Hey guys and welcome back to my guitar lesson column for issue 37. For this lesson we’re going to be looking at a rhythm guitar concept that was shown to me back in my days as a Jazz guitar student by a great teacher I had at the time. This idea was pretty amazing for me at the time, giving me a fantastic way to create major scale based modal guitar chords and grooves with just a couple of chord voicings. There a quite a few well known guitar players that utilise this concept of moving a select few shapes around the fretboard to create all manner of other chord types against different bass notes and the concept is both powerful and efficient so let’s get started!

By creating a modal chord or groove I mean that the sound we end up with will sound exactly like a particular mode with the specific notes that define that modal area. For example, a Lydian chord will contain the Major 7th and #11th, a combination that is specific to only that mode and therefore couldn’t be mistaken for any other major scale mode. Phrygian chords will have to contain the b9 and b6 and Dorian chords will need to 13th and b3 for example. These particular chords can be names by their related mode since that would be the only scale you could play over them.

In order to learn modal chords and utilise them in a groove it would seem that we would need to learn a few voicings for each mode in the major scale, let’s say three voicings per mode, giving us seven modes with three voicings each - a total of 21 chord voicings. However, this is not actually necessary as a very interesting thing occurs when we take the Lydian chord and play it in a specific place above all of the root notes for each mode we want to create. If placed correctly above a bass note, the Lydian chord gives us all of the choice notes for each of the other modal chords - we just need to learn where to place it in relation to the bass note for each of the modes. Now, let me get one thing out of the way at this stage. We are not going to be creating a ‘modal’ voicing for the major scale or Ionian scale as it is otherwise known, since a basic Major triad or Major 7th chord will more than suffice for this scale. For each of the other six remaining modes, Dorian, Phrygian, Lydian, Mixolydian, Aeolian and Locrian, we’ll be learning where to place these two Lydian Voicings in order to get the sound of each of these modes in a chordal sense.

In the accompanying video and TAB file I teach you the two Lydian voicings you need to achieve this goal.

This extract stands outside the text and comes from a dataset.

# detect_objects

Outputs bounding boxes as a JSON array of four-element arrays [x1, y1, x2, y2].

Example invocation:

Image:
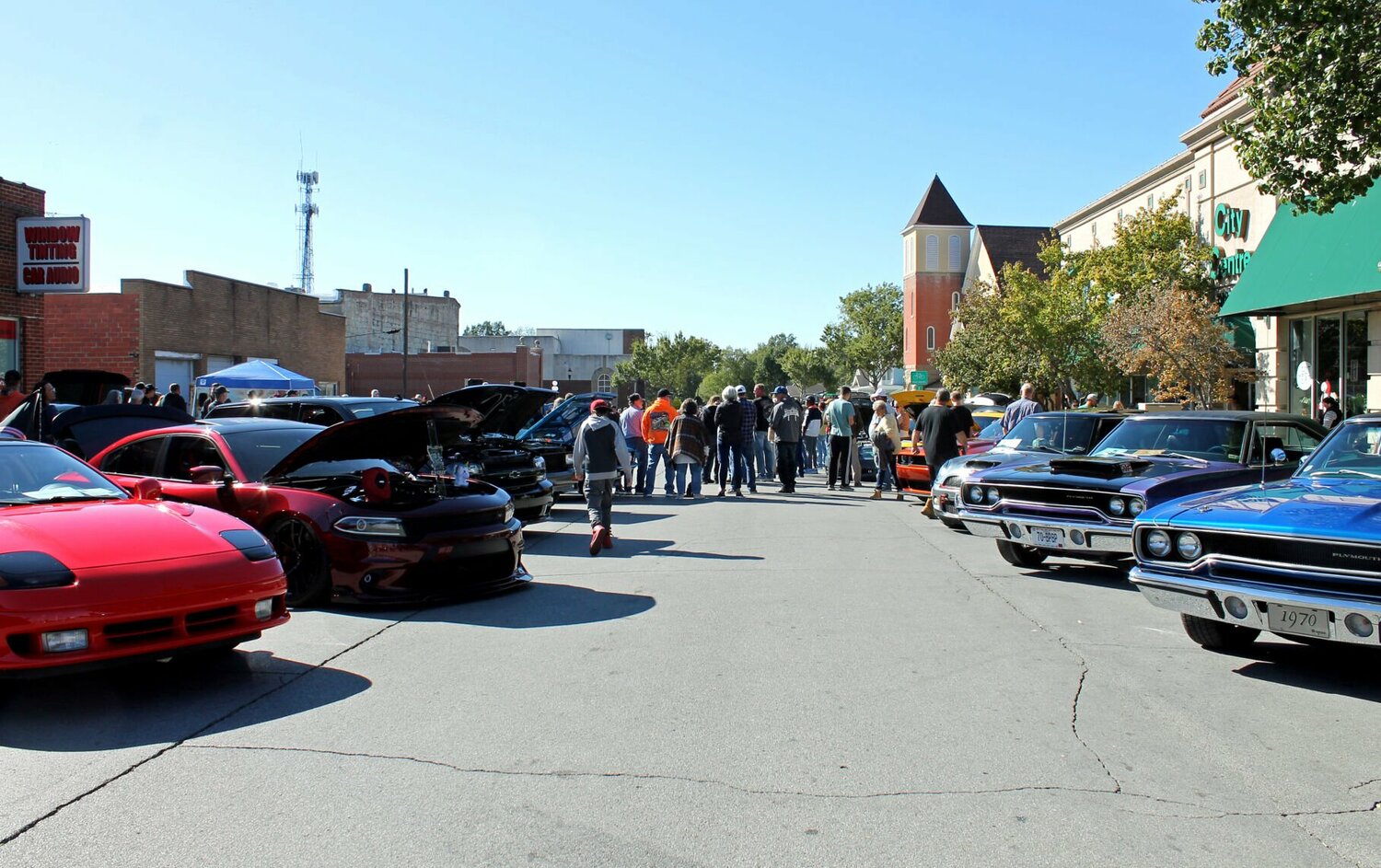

Learn these two chords on the middle four and top four strings, since the shape will change because of the way the guitar is tuned (in the video I am using my 4ths based tuning, so my chord shapes are the same wherever I play them). If you check out each voicing you’ll see that they all contain the #4/#11 and major 7th intervals we talked about earlier, hence the reason we call them Lydian voicings. Once you’ve learned these two voicings on the two string sets we can check out where we need to place them against a specific bass note in order to achieve each modal chord. For the examples in this lesson I use a C bass note for each modal chord.

Here is a chart to show you where you need to place each voicing to achieve the sound of each mode against this C root note: -

Dorian – place voicing up a minor 3rd from the root note

Phrygian – place voicing up a minor 2nd from the root note

Lydian – place voicing on the root note

Mixolydian – place voicing up a minor 7th from the root note

Aeolian – place voicing up a minor 6th from the root note

Locrian – place voicing up a b5th from the root note

Check out the TAB for this lesson to see these voicings written out against these root notes. I recommend playing these against a C drone so that you can hear and learn the sound that these voicings create, since they may be more dissonant or darker than you are used to.

Once you’ve learnt where to place these voicings to create each modal sound you will start to see them as unique shapes for each mode and not have to think in this two-step process any more. It’s very powerful to be able to play a cool modal version of a chord without having to learn a ton of unique chord voicings, so I hope you find this useful in your own playing for creating grooves and writing pieces.